Olympians are ‘cupping’ to speed up muscle recovery. Does it work?

Large hickey-like marks on athletes like Michael Phelps are not a trendy Olympic-ring tattoo — they’re a side effect of a therapy that’s been around for centuries.


Cupping is making headlines again, with Prime Minister Justin Trudeau (pictured above) bearing the signature circular marks on his forearm last week. Maclean’s confirmed with his press secretary that Trudeau “does indeed use that treatment.” We first explained the alternative therapy in August 2016, when Michael Phelps was spotted with the eye-catching bruises at the Rio Olympics.

Growing up in a Chinese-Vietnamese home, I was surrounded by Chinese medicine. The dried herbs, Eagle oils and Tiger balms I understood. But as soon my father complained of muscle soreness and my mother brought out the glass cups, I averted my eyes. I thought I had mentally erased the image of my father’s back being being sucked into bulbous glass orbs. But when Michael Phelps and many other Olympians showed off purple crop circle-like bruises in Rio last weekend, I immediately knew what it was.

Cupping therapy isn’t new. It has existed in China and some African countries for thousands of years. In the beginning, practitioners would use cattle horns to create a vacuum on the skin — they’d physically suck the air out from a hole at the top of the horn. Cupping was first documented to remove “foreign matter” from the body in the Ebers Papyrus, an Egyptian medical document in 1550 B.C.  The Egyptians eventually introduced cupping to Greece and other European countries. In 300 A.D. China, the practice was recorded by Taoist herbalist Ge Hong in A Handbook of Prescriptions for Emergencies. In 2004, it started to see a spike in popularity in the Western world after Gwyneth Paltrow was photographed at a film premiere with the prominent marks on her back. 2016 isn’t the first year the distinct spots have made an appearance on Olympians either: Chinese swimmer Wang Qun was seen with them on her back at the 2008 Beijing Olympics.

How it works

The traditional practice is done by inserting a flame in a glass cup and quickly removing it. The flame heats the glass and exhausts the oxygen in it, creating a vacuum between the skin and the cup. The suction pulls the skin away from the body, breaking the capillaries beneath the skin’s surface. It’s similar to a hickey and, like the love bites, the marks can last up to a couple of weeks. The belief is that cupping brings more blood to an area, which promotes healing and prevents blood from ‘stagnating’.

There are many other forms of cupping, including some that forgo the fire and instead use a mechanical pump to create suction — this is the type that Michael Phelps and several other Team USA athletes have been undergoing.
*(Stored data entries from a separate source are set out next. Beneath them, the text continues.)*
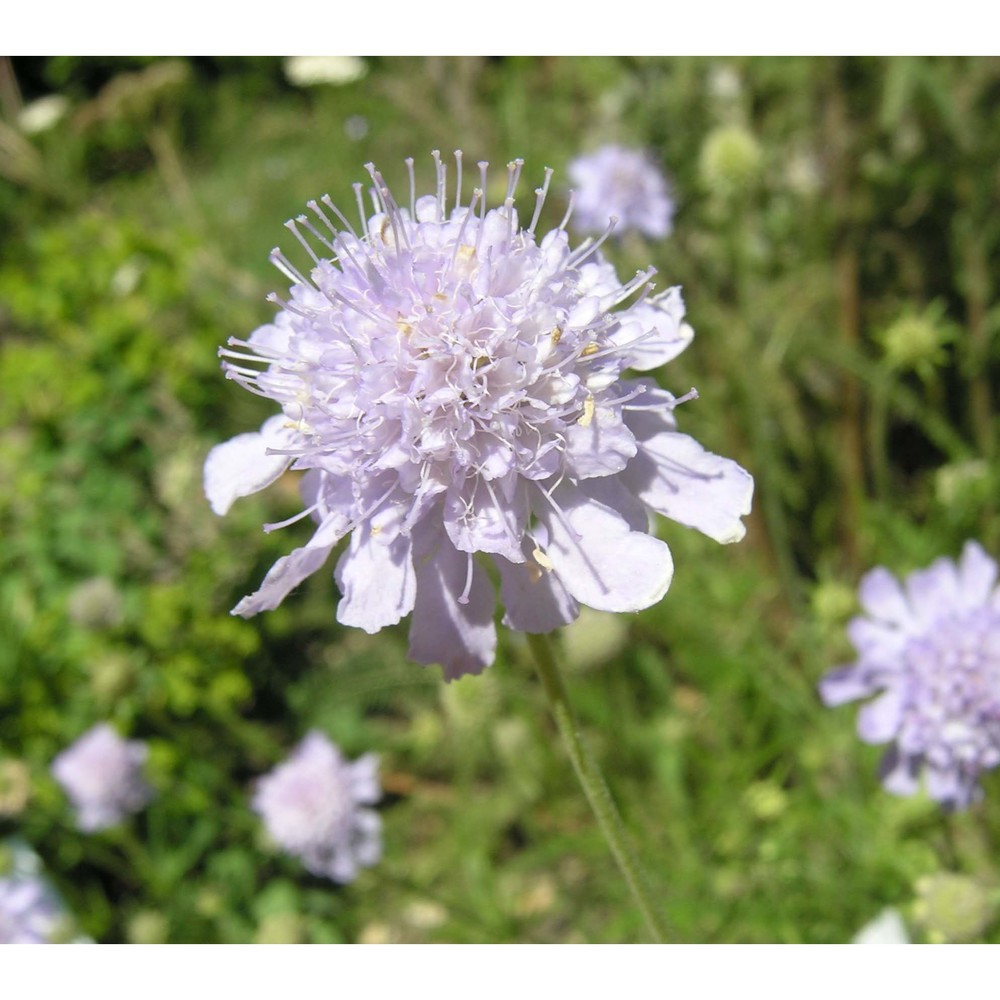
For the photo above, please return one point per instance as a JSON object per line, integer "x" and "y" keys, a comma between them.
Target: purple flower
{"x": 102, "y": 775}
{"x": 624, "y": 184}
{"x": 930, "y": 649}
{"x": 29, "y": 910}
{"x": 312, "y": 808}
{"x": 452, "y": 386}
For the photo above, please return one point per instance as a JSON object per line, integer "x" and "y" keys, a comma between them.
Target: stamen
{"x": 359, "y": 198}
{"x": 513, "y": 176}
{"x": 304, "y": 220}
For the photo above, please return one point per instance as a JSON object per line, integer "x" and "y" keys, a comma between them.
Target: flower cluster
{"x": 624, "y": 184}
{"x": 931, "y": 650}
{"x": 102, "y": 775}
{"x": 29, "y": 910}
{"x": 453, "y": 386}
{"x": 312, "y": 805}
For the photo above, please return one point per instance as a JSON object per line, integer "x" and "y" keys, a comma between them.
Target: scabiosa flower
{"x": 620, "y": 183}
{"x": 102, "y": 775}
{"x": 453, "y": 387}
{"x": 312, "y": 805}
{"x": 931, "y": 650}
{"x": 29, "y": 910}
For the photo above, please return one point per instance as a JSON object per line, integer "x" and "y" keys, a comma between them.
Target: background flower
{"x": 102, "y": 775}
{"x": 454, "y": 386}
{"x": 312, "y": 807}
{"x": 931, "y": 650}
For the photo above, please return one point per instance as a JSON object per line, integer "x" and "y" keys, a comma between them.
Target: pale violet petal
{"x": 882, "y": 597}
{"x": 242, "y": 466}
{"x": 878, "y": 721}
{"x": 977, "y": 575}
{"x": 460, "y": 637}
{"x": 289, "y": 571}
{"x": 487, "y": 521}
{"x": 886, "y": 928}
{"x": 375, "y": 575}
{"x": 675, "y": 476}
{"x": 933, "y": 591}
{"x": 600, "y": 560}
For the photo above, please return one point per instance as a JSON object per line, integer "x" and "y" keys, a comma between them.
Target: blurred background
{"x": 836, "y": 236}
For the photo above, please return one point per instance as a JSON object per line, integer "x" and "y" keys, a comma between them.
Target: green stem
{"x": 590, "y": 777}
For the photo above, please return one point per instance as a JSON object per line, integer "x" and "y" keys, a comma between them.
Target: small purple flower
{"x": 624, "y": 184}
{"x": 453, "y": 388}
{"x": 102, "y": 775}
{"x": 29, "y": 910}
{"x": 930, "y": 649}
{"x": 312, "y": 807}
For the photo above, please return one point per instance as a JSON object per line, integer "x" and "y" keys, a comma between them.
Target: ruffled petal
{"x": 242, "y": 466}
{"x": 534, "y": 597}
{"x": 654, "y": 332}
{"x": 600, "y": 560}
{"x": 977, "y": 575}
{"x": 375, "y": 574}
{"x": 289, "y": 571}
{"x": 675, "y": 476}
{"x": 883, "y": 598}
{"x": 845, "y": 684}
{"x": 933, "y": 591}
{"x": 461, "y": 637}
{"x": 599, "y": 446}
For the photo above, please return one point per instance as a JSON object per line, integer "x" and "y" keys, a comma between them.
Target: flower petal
{"x": 487, "y": 521}
{"x": 653, "y": 332}
{"x": 600, "y": 560}
{"x": 461, "y": 637}
{"x": 600, "y": 446}
{"x": 675, "y": 476}
{"x": 845, "y": 684}
{"x": 879, "y": 720}
{"x": 242, "y": 466}
{"x": 289, "y": 571}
Does cupping relieve muscle soreness?

There have been at least 550 clinical studies done on cupping between 1959 and 2008, according to a review published by the BMC Complementary and Alternative Medicine. However, many of the studies were found to have high risk of bias or were poor quality. Recent studies haven’t come to more definitive conclusions. A 2012 study suggested the therapy may help shingles, but the researchers also admitted a need for further (and better) studies before drawing any conclusions. A randomized controlled trial published in 2013 found cupping was no more effective for chronic neck pain than progressive muscle relaxation, a method of tensing and relaxing muscles.

Phelps’ trainer has said this is “just another recovery modality,” but there are several other unproven recovery options for elite athletes that don’t leave marks like cupping does. The science on massages, cryotherapy, alternating hot and cold baths, pain relievers (acetaminophen) and nonsteroidal anti-inflammatory drugs (NSAIDs) is also inconclusive. For now, simply letting muscles rest may be the best option.